Cost would seem to be what’s held up such an effort. Funding for government-built facilities is hard to come by and more of it is necessary when attempting to meet the security requirements of multiple agencies and contracts at one facility. ODNI also noted that the idea of neutral or common SCIFs “conflicts with multiple statutes and regulations”.
Arguably, ODNI has poured too much cold water on the shared SCIF/SAPF idea for the intel establishment or the broader defense community. “If we want to expand the defense industrial base, our SCIF/SAPF ecosystem should be seen as a shared space for those who need to use it,” Van Timmeren asserts.
Earlier this year he floated the idea past contacts in congress and, with pre-existing DARPA and industry influence, got some buy-in. The House version of the NDAA includes a “Report on Secure Spaces for Small Business” section which directs the Secretary of Defense to report to the House Armed Services Committee on feasible options for granting access to existing government-owned SCIF space to small companies that have already received an FCL.
An amendment to the Senate version of the NDAA (Section 849) requires the Secretary of Defense to waive some capability requirements for covered small businesses to bid on classified contracts and to waive requirements for startups to meet certain facility security standards after the award of a DoD contract.
If they’re adopted and if they go beyond mere “reports”, these measures could relieve some of the burden of building or finding SCIF/SAPF spaces where small firms can dig into work on classified projects. Ironically, the current lack of opportunity for small business access has given rise to… a small business.
Arlington, Virginia-based Nooks is seeking to offer flexible access to classified facilities and associated networks for use by industry and government partners, a so-called Classified-Spaces-as-a-Service arrangement whereby startups can subscribe for secure facility and computer terminal privileges at a number of nationwide locations.
Nooks will likely have to provide approved multi-use SCIFs to make its business case.
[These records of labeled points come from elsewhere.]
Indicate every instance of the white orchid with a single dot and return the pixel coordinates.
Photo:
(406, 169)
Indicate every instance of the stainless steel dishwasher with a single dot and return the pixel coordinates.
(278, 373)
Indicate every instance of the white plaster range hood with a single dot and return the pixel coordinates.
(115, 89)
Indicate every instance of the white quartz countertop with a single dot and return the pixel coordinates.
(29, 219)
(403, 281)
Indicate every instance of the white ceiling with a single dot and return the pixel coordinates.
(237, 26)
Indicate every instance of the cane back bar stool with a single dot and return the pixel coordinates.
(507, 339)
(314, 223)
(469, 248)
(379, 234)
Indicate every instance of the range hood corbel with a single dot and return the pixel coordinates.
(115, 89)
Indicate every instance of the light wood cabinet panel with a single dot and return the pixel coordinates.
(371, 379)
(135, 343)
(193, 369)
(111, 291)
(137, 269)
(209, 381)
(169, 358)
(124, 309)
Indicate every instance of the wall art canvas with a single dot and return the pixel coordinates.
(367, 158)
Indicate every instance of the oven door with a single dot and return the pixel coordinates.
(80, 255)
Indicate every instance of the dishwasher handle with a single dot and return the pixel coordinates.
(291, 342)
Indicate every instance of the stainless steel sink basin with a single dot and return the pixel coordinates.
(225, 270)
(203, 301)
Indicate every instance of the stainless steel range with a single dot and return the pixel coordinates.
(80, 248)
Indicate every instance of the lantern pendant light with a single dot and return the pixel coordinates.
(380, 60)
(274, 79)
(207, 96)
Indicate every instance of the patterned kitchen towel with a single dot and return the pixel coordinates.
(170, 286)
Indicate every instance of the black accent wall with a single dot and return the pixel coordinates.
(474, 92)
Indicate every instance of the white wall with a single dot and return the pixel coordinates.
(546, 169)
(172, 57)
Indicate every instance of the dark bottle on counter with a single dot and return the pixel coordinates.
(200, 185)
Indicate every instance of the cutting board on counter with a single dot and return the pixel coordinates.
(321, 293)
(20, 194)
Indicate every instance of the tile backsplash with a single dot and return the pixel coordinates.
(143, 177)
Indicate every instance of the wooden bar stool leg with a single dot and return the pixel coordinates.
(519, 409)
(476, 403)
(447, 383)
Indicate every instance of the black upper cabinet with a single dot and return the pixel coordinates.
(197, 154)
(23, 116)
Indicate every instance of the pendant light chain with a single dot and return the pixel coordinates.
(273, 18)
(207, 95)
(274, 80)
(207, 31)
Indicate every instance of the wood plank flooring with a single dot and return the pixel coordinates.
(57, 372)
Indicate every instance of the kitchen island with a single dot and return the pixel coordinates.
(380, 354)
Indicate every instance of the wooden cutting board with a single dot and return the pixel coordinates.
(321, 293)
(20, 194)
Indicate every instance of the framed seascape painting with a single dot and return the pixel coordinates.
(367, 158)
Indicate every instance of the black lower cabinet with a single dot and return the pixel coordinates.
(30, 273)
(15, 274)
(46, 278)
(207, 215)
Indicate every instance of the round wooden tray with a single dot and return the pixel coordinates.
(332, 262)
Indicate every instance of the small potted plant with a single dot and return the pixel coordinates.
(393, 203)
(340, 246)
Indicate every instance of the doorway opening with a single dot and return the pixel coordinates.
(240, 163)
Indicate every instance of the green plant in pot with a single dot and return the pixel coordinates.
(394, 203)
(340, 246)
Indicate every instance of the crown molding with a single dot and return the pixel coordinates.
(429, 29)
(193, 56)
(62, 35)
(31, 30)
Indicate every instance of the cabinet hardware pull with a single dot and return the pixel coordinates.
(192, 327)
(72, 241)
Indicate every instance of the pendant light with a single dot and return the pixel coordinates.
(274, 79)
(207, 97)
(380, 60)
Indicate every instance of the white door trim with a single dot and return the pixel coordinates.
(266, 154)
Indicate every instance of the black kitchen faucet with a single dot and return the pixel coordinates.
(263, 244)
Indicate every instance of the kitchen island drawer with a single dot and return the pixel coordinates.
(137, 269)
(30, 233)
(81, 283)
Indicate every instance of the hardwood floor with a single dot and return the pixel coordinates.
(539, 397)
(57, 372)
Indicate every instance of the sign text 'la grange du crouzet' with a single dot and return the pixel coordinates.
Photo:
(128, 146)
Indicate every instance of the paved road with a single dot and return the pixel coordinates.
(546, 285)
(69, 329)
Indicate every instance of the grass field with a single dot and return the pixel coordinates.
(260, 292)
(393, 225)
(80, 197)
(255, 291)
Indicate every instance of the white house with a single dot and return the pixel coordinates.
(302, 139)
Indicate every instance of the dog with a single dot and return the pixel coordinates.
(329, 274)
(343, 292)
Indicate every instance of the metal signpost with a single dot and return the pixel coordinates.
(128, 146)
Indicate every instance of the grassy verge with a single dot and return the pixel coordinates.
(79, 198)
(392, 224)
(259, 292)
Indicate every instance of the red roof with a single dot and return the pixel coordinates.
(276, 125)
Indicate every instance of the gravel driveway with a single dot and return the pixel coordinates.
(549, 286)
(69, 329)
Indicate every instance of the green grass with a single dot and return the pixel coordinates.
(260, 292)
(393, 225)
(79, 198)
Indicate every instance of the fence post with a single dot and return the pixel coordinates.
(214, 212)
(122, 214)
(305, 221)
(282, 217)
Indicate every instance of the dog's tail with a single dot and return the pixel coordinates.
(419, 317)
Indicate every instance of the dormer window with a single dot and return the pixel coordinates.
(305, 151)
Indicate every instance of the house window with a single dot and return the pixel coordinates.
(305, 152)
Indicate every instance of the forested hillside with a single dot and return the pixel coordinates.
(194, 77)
Otherwise, startups whose project security details don’t align with the qualities of a particular Nooks-operated SCIF would have to look elsewhere in its network or outside the company.
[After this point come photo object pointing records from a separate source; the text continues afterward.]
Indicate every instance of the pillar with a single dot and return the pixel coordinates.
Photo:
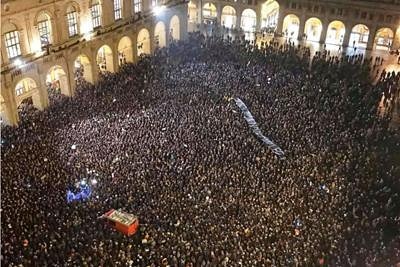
(127, 8)
(10, 106)
(371, 38)
(302, 25)
(346, 38)
(324, 32)
(107, 13)
(279, 26)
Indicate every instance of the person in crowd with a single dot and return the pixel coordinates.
(165, 141)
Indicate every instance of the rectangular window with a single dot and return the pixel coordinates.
(72, 22)
(44, 32)
(12, 44)
(96, 16)
(138, 6)
(117, 10)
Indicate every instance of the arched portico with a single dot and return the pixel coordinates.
(291, 25)
(57, 80)
(143, 42)
(125, 50)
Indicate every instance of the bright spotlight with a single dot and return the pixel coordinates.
(158, 10)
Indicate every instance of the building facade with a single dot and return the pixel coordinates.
(47, 42)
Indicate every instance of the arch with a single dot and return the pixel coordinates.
(104, 59)
(384, 39)
(57, 80)
(335, 32)
(72, 6)
(125, 50)
(160, 34)
(228, 17)
(27, 89)
(83, 68)
(249, 20)
(291, 24)
(269, 15)
(143, 42)
(209, 11)
(9, 28)
(174, 28)
(359, 36)
(24, 86)
(192, 16)
(313, 29)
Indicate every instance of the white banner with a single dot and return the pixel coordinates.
(254, 127)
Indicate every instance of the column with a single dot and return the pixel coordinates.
(371, 38)
(279, 26)
(301, 27)
(346, 38)
(324, 32)
(126, 9)
(238, 18)
(107, 15)
(10, 107)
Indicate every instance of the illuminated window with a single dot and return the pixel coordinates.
(19, 89)
(96, 15)
(12, 44)
(44, 32)
(72, 21)
(117, 10)
(138, 5)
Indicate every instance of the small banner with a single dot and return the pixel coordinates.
(254, 127)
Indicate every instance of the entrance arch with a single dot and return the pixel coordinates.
(384, 39)
(359, 36)
(83, 69)
(228, 17)
(192, 16)
(57, 80)
(143, 42)
(174, 28)
(335, 33)
(26, 90)
(291, 24)
(104, 59)
(125, 51)
(313, 29)
(209, 12)
(249, 20)
(159, 34)
(269, 15)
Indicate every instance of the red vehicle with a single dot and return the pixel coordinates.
(123, 222)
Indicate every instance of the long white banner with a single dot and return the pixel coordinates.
(254, 127)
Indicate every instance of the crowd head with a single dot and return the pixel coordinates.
(166, 142)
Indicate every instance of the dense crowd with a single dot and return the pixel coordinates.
(165, 141)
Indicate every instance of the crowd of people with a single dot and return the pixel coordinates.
(165, 141)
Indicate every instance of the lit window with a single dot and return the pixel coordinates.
(117, 10)
(138, 6)
(19, 89)
(72, 22)
(96, 15)
(44, 32)
(12, 44)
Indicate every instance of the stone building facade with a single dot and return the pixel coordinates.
(47, 42)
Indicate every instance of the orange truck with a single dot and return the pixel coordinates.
(123, 222)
But the notion of maximizing the return on underutilized SCIF/SAPF spaces and getting new firms into them remains a logical and attractive proposition. Had such an option been available when Blue Force Technologies first entered into classified work shortly following its founding, it may have been able to accelerate faster Van Timmeren says.
“We could probably have had earlier access to opportunities. Small businesses in general might have earlier contract opportunities if given access to such facilities.”
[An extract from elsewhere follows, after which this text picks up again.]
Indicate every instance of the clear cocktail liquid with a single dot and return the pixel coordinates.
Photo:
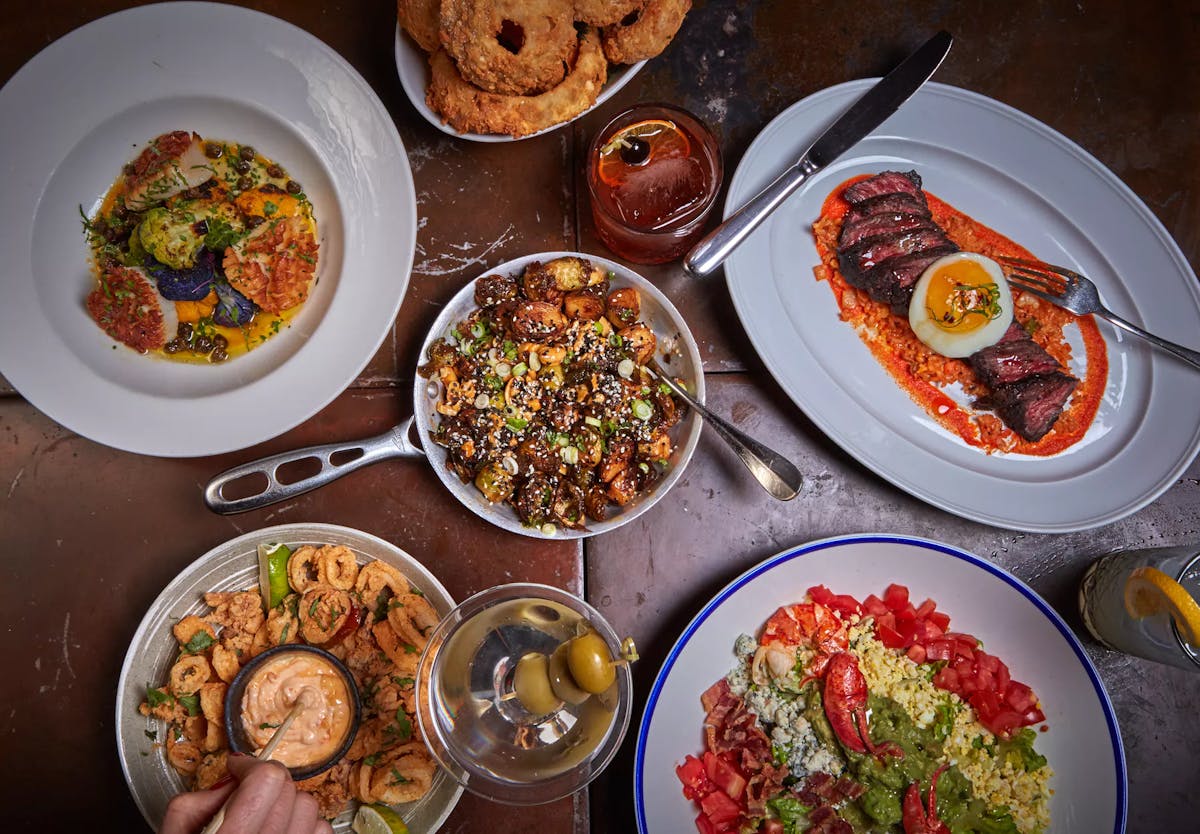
(1102, 604)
Along with the impact earlier contract opportunities could have on the Valley of Death problem faced by defense startups, finding shared secure workspaces for them could greatly enhance the pool of innovation and direct to warfighter throughput that can help the U.S. deter conflict.
“Many of the greatest challenges that we face in deterring or winning in a conflict are solved and protected under classified programs,” Van Timmeren observes. “Those who already have deep access to those programs have an incumbency of opportunity. It’s a clear barrier to small business. Disrupting that incumbency of opportunity is something that should be worked on.”